Following my father´s death, my mother Siobhana El´Idanach Winter Rose, bore upon her weary shoulders the mantle of wildwood protector, cloaking the forest with impenetrable gloom and fateful doom. No one could unravel her shadowy weaving, and those that ventured too deep quickly became lost amidst the whispering pines and shadowed ash. She hated the One King, blaming him and him alone for the Dark Prophets´ betrayal, the rise of the Devout, and the death of her husband. With that hatred she wrought a penumbrous wall to gird her dark wood and guard her only son.
For ten years we lived alone and undisturbed, free to wander beneath the eternal twilight as the timeless trees cast dancing shadows under the kiss of the wind. On rare occasion I would leave the wood to scout the surrounding lands, cloaked by the cunningly crafted charms I carried. From a distance I watched how others lived and died, learning a little of the ways of the world, though I could never gather the courage to break with taboo and talk to the strangers I watched from afar. From my mother I learned more about the ways of her people, the Sons of Kronos, including a little of the way of the wyrd, such as the runes I use to write these words. Left to my own devices, I mastered archery using my father´s bow, and learned to hurl the forester´s axes with deadly precision, mimicking the methods of my Untamed warrior kin.
Only once during those ten years were we visited by an outsider, a man I saw only briefly, nearly seven years after my father´s death. Returning from a late hunt, I spied him standing with my mother outside our cottage.
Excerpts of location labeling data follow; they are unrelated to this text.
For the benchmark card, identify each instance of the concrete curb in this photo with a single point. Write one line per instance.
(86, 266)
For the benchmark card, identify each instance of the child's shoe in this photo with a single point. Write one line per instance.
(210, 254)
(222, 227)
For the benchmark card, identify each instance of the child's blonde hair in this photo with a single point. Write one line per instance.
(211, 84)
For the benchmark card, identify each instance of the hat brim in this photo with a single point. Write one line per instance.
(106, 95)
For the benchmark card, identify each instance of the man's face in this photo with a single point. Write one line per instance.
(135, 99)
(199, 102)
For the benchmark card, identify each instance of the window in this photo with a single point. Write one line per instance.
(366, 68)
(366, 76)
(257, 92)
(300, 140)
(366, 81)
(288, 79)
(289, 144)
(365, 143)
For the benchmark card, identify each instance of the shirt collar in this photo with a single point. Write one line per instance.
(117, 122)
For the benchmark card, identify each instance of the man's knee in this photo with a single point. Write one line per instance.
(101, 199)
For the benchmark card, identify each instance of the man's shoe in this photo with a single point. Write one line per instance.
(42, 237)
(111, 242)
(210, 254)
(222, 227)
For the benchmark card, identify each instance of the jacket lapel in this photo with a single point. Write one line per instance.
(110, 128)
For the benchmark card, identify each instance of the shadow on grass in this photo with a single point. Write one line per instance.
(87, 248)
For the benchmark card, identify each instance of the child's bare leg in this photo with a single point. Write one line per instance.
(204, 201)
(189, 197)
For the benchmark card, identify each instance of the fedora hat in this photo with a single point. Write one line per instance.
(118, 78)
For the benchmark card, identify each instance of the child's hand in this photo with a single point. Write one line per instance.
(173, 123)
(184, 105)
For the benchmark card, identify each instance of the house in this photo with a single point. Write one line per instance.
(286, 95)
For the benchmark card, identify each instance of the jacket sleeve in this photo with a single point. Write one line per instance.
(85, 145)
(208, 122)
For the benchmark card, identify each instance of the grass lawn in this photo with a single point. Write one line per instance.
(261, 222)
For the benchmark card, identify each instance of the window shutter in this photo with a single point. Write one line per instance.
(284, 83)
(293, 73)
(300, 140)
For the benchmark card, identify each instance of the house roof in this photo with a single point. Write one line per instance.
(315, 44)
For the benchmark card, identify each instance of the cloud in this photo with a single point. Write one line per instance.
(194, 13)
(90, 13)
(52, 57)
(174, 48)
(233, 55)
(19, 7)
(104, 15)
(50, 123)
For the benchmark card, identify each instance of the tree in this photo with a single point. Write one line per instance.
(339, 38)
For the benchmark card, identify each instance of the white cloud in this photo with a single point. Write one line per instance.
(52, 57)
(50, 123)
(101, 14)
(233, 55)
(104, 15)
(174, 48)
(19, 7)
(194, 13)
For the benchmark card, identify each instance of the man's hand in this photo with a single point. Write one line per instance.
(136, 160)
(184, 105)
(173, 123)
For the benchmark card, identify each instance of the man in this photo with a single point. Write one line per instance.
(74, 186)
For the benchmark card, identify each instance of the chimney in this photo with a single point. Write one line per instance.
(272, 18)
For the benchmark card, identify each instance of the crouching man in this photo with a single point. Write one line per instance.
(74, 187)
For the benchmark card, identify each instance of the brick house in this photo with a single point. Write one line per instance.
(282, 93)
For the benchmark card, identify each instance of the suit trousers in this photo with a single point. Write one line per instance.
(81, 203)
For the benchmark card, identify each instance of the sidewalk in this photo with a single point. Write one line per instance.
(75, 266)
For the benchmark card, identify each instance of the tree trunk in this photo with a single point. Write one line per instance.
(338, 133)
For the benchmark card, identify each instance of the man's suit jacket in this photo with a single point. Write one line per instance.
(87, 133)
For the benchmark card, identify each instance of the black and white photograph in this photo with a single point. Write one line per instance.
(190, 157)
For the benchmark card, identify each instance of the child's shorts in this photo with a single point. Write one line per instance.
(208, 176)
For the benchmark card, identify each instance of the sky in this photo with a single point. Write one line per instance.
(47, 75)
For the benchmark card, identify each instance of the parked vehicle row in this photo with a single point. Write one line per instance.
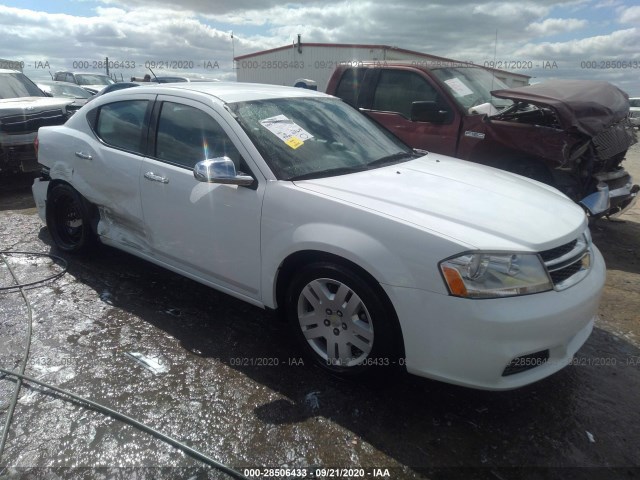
(570, 134)
(379, 256)
(23, 109)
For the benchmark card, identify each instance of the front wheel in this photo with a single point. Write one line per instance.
(340, 321)
(68, 219)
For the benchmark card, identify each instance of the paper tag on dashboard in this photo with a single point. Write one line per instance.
(286, 130)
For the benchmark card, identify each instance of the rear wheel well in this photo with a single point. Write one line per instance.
(94, 214)
(294, 261)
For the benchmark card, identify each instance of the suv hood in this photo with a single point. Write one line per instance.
(585, 106)
(479, 207)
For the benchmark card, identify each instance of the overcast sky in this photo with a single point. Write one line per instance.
(597, 39)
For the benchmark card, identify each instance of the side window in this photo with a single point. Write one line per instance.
(349, 86)
(187, 135)
(398, 89)
(120, 124)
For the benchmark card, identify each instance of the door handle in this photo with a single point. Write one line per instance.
(84, 156)
(156, 178)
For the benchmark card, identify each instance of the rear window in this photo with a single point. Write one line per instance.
(349, 86)
(120, 124)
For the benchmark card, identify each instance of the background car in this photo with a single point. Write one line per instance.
(92, 82)
(51, 88)
(114, 87)
(634, 111)
(23, 109)
(379, 257)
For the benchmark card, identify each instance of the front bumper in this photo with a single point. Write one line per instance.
(471, 342)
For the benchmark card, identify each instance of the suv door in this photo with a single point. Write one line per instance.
(210, 231)
(394, 91)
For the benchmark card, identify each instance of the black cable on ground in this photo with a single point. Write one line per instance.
(23, 362)
(77, 398)
(133, 422)
(36, 282)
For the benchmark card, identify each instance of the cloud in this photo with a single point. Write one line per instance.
(158, 31)
(553, 26)
(631, 15)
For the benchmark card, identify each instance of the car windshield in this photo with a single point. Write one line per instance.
(89, 79)
(472, 86)
(16, 85)
(69, 91)
(316, 137)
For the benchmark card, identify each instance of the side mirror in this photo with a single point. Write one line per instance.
(424, 111)
(220, 170)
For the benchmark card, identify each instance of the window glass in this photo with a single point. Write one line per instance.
(349, 86)
(316, 137)
(187, 135)
(397, 90)
(120, 124)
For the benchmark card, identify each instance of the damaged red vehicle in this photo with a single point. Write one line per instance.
(571, 134)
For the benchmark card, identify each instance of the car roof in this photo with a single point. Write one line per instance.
(56, 82)
(229, 92)
(82, 73)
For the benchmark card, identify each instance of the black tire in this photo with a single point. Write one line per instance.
(367, 321)
(68, 219)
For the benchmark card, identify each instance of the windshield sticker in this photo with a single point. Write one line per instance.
(458, 88)
(286, 130)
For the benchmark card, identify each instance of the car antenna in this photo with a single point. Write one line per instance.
(493, 70)
(154, 75)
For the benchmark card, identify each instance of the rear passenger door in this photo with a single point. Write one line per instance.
(393, 93)
(107, 169)
(208, 231)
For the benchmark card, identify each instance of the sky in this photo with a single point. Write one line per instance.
(546, 39)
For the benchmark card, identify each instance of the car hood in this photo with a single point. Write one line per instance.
(477, 206)
(585, 106)
(12, 106)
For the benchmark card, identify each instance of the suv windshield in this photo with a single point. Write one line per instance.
(16, 85)
(88, 79)
(471, 86)
(312, 137)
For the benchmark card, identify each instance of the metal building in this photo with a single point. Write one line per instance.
(316, 61)
(11, 64)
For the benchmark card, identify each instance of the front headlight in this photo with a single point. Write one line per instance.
(491, 275)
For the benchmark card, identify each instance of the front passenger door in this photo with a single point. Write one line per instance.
(208, 231)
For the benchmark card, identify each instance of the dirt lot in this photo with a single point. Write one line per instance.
(109, 307)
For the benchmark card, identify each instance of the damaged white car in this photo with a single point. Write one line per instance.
(380, 257)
He was cloaked and cowled in darkest blue, and though I couldn´t see his face, I witnessed his weathered hands gently wipe tears from my mother´s cheeks, before he walked off into dusk´s lengthening shadows. Though I tried to track him, all traces disappeared after a hundred paces. When confronted, my mother refused to acknowledge anything had occurred, turning venomous when pressed. Though many years have passed since that night, I have yet to discovered the identity of that mysterious stranger, or how he traveled unhindered and unseen through our wood. For seven years we lived without visitors, for ten years we lived in peace. After ten years I heard the twilight´s clarion call. For ten years vengeance festered and boiled in the Dark Prophets´ putrid black hearts. After ten years the Devout returned.